What little plot there is can be easily broken down into bullet points.
•You’re watching the world through the eyes of Henry, a dead man reassembled and brought back to life as the ultimate cyborg supersoldier by your scientist wife.
•You’re being hunted by a superpowered albino villain who looks like he was rejected as a Die Hard antagonist.
•The constant chase scenes and shooting of nameless bad guy goons through Russia are broken up by your interactions with the mysterious Jimmy (District 9’s Sharlto Copley) who seems to be immortal as he constantly dies but comes back in a different persona.
•End game: Kill bad guy. Save girl. The End.
From a technical point of view, “Hardcore Henry” is a massive success. The stunt work and special effects that went into making this movie work are nothing short of incredible as the cameraman was more or less a stuntman wearing a GoPro. But unfortunately when it comes to story, its all style with zero substance. In fact this is an adolescent male power fantasy in its purest form. You’re an invincible badass who takes down countless bad guys to save the girl. You have your quirky sidekick who helps you on your journey. And all women are forced to the background or are reduced to sexy sex-things or trophies. (Pretty disappointing when you consider that last year’s Badass of the Year award unequivocally went to Charlize Theron’s Furiosa from Mad Max: Fury Road.)

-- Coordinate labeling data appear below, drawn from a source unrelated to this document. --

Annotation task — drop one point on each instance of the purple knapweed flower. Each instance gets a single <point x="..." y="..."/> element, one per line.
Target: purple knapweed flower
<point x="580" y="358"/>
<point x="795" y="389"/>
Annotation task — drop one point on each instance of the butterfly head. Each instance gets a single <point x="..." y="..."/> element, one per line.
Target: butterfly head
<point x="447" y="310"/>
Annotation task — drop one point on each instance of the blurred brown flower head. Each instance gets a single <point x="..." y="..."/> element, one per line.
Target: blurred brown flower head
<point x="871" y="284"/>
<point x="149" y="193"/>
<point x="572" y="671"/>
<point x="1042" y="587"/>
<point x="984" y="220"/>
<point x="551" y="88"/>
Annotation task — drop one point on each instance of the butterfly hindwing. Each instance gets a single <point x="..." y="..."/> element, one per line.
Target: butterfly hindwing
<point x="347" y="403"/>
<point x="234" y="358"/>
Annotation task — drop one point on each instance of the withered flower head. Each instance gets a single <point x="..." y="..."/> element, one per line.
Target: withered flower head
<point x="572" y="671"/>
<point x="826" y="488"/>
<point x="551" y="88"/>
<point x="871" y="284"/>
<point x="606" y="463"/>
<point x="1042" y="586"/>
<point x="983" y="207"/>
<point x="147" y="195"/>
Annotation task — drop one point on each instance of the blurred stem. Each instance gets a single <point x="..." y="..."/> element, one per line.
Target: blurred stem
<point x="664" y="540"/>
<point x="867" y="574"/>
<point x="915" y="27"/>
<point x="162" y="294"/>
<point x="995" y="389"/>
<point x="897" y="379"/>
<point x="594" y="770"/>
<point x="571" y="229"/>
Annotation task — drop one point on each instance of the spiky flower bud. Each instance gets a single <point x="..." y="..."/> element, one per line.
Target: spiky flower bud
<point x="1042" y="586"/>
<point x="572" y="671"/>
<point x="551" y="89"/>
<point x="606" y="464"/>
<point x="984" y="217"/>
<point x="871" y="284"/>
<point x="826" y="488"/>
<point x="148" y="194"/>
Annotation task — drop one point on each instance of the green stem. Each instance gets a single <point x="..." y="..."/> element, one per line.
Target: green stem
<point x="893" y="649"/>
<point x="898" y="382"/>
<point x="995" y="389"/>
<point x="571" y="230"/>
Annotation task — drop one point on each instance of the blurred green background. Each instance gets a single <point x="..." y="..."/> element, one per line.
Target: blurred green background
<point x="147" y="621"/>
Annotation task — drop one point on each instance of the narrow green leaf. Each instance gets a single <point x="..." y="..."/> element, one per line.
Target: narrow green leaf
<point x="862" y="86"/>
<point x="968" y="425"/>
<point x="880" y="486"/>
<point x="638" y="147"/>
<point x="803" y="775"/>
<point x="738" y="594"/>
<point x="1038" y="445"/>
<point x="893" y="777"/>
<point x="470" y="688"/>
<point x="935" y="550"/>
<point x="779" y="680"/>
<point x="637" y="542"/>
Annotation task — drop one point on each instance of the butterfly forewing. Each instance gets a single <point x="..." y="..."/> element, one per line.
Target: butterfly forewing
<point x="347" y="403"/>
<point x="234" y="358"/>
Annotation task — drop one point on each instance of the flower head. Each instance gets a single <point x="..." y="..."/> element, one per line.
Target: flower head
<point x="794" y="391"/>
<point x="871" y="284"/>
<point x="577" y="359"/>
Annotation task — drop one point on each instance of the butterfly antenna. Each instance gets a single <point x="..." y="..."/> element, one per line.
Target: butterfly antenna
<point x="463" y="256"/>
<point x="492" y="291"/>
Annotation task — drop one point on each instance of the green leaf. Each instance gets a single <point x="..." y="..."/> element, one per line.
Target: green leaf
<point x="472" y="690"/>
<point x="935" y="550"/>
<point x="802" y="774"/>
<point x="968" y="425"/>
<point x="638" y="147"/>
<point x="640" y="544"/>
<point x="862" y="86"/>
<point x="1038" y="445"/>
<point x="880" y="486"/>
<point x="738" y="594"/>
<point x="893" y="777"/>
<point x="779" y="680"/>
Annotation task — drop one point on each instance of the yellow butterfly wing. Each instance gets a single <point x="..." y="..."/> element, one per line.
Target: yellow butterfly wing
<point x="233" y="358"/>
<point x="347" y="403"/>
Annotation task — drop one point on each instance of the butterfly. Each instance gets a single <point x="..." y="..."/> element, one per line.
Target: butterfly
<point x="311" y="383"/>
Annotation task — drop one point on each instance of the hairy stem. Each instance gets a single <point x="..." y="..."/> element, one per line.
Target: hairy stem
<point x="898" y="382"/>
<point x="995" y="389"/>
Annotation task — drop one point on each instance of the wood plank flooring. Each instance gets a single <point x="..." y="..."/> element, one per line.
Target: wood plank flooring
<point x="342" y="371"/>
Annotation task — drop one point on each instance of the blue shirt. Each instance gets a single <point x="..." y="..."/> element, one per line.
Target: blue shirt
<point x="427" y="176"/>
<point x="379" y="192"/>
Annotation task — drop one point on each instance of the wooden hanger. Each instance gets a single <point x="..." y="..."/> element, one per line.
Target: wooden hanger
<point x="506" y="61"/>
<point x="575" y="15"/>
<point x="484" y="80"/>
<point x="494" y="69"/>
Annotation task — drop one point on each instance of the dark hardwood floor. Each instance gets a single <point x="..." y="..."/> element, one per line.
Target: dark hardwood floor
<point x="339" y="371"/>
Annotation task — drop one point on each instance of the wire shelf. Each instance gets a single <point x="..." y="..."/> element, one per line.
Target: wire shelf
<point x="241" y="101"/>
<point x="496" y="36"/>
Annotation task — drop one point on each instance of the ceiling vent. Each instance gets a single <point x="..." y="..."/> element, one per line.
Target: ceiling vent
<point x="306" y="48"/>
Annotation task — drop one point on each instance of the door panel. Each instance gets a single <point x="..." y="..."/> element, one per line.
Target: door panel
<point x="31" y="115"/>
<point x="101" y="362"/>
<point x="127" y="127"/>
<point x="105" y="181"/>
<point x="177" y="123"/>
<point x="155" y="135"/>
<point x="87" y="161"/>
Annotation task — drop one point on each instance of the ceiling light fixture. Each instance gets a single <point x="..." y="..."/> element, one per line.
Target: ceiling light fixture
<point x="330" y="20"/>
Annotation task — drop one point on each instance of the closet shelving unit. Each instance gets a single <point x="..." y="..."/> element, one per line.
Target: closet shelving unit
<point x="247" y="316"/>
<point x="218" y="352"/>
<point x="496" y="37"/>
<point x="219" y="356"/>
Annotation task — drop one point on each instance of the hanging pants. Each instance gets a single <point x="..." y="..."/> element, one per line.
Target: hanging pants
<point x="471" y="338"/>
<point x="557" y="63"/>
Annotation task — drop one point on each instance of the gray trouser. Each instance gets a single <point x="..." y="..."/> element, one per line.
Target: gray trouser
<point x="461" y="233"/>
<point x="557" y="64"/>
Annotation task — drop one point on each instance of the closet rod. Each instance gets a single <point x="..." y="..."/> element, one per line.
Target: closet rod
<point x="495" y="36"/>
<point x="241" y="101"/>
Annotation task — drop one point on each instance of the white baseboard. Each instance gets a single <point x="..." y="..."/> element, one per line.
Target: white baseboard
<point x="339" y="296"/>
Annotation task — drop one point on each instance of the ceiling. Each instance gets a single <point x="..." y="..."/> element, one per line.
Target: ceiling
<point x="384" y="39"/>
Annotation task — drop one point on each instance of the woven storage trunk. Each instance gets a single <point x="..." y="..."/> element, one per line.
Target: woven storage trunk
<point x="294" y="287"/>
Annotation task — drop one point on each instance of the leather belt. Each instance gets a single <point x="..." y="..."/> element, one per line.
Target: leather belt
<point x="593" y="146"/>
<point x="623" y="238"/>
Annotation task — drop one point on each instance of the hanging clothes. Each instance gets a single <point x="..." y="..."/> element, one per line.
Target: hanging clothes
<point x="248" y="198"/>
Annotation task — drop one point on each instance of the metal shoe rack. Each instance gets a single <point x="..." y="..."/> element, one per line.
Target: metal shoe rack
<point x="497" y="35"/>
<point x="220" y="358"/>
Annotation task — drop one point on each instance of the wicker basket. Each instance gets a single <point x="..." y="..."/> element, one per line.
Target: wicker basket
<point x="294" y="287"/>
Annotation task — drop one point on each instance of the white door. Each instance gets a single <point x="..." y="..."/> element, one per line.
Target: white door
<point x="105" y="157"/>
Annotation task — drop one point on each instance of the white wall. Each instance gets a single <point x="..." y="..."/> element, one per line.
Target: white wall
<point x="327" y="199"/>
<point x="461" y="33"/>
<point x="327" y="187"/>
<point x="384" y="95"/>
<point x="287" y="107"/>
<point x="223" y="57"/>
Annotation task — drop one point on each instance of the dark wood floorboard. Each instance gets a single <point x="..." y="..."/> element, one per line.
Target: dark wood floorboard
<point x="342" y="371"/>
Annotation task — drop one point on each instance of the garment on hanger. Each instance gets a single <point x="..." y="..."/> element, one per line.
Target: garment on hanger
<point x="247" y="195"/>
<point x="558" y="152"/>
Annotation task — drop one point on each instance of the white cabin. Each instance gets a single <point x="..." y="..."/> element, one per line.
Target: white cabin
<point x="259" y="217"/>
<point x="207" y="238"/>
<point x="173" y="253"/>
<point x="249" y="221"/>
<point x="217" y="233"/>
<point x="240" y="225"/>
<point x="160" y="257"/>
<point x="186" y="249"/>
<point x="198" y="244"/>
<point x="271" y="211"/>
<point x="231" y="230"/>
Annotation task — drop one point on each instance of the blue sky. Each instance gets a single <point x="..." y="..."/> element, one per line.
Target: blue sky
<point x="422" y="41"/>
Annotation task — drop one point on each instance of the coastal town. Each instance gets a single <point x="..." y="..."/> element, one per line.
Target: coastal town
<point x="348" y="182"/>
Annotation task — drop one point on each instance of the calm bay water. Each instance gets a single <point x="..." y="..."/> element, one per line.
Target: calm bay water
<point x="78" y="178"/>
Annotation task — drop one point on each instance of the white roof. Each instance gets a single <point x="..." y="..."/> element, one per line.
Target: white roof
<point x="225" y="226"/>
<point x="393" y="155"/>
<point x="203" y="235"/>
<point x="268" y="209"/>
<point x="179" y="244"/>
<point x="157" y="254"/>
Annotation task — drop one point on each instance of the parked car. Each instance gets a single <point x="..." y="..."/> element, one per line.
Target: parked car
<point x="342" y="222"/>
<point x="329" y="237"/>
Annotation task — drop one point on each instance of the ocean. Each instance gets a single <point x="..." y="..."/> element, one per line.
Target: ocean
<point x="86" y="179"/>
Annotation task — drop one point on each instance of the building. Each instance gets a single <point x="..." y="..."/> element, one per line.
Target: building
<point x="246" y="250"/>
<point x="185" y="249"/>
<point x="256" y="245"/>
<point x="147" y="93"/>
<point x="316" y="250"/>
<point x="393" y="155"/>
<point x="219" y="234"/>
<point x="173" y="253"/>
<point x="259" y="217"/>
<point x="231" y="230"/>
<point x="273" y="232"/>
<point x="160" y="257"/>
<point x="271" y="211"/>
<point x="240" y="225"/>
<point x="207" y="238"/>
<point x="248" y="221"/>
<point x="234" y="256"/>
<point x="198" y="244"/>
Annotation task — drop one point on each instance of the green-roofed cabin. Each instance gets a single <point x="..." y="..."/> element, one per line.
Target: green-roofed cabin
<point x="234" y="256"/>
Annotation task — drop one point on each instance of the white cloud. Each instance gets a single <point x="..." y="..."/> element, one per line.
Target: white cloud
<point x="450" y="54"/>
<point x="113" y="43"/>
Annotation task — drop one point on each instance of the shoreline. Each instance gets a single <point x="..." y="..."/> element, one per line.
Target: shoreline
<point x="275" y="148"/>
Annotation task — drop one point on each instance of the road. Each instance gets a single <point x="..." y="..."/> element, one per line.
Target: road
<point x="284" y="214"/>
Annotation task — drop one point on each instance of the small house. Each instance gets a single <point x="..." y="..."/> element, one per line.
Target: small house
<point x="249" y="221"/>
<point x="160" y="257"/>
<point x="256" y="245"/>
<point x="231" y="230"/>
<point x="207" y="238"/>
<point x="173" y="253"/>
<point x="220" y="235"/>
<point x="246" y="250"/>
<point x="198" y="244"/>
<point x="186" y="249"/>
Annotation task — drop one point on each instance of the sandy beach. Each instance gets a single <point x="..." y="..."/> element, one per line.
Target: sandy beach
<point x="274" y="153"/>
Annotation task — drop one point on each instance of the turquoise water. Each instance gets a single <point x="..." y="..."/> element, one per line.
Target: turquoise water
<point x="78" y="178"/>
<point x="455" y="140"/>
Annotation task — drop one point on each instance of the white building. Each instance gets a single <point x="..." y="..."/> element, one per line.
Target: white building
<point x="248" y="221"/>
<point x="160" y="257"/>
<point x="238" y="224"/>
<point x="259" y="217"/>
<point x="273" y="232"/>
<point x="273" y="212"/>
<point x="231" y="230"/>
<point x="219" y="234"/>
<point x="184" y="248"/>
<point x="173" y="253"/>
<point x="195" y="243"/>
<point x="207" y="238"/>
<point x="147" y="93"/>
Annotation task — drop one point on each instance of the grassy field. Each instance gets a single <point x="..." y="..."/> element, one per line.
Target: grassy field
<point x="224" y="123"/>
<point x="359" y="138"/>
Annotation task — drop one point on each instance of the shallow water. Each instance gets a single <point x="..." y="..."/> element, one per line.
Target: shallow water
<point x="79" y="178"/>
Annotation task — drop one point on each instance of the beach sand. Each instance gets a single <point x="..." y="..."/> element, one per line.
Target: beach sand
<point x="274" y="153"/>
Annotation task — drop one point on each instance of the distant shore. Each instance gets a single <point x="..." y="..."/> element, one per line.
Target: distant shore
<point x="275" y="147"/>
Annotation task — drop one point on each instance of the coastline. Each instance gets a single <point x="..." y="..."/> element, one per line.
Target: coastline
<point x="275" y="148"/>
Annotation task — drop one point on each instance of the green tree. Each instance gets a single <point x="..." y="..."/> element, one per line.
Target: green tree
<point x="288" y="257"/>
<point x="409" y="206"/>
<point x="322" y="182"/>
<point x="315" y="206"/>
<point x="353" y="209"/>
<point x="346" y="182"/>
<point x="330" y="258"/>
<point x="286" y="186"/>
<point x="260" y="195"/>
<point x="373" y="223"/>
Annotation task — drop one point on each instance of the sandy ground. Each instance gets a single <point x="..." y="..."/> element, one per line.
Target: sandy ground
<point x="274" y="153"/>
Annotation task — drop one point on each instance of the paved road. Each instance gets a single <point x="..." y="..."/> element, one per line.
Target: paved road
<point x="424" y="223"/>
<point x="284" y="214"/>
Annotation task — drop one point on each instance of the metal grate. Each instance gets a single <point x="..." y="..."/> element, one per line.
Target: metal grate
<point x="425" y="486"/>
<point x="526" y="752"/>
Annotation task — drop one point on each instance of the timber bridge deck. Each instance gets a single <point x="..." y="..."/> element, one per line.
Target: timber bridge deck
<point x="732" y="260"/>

While it was a very entertaining if not monumentally flawed action movie, there is just so little to the movie that I can’t ever picture myself craving a second viewing. However, if you do want to experience all the insanity, make sure you see it on a big screen. It is the type of film that almost encourages audience participation as it elicits tons of painful groans and surprising guffaws throughout its run time. Perhaps the only other way to possibly get the best experience of watching this film would be if the filmmakers translated it into a VR experience.
(Also this is neither here nor there but “Hardcore Henry” is pretty much exactly how I imagine it must be like to live in Russia.)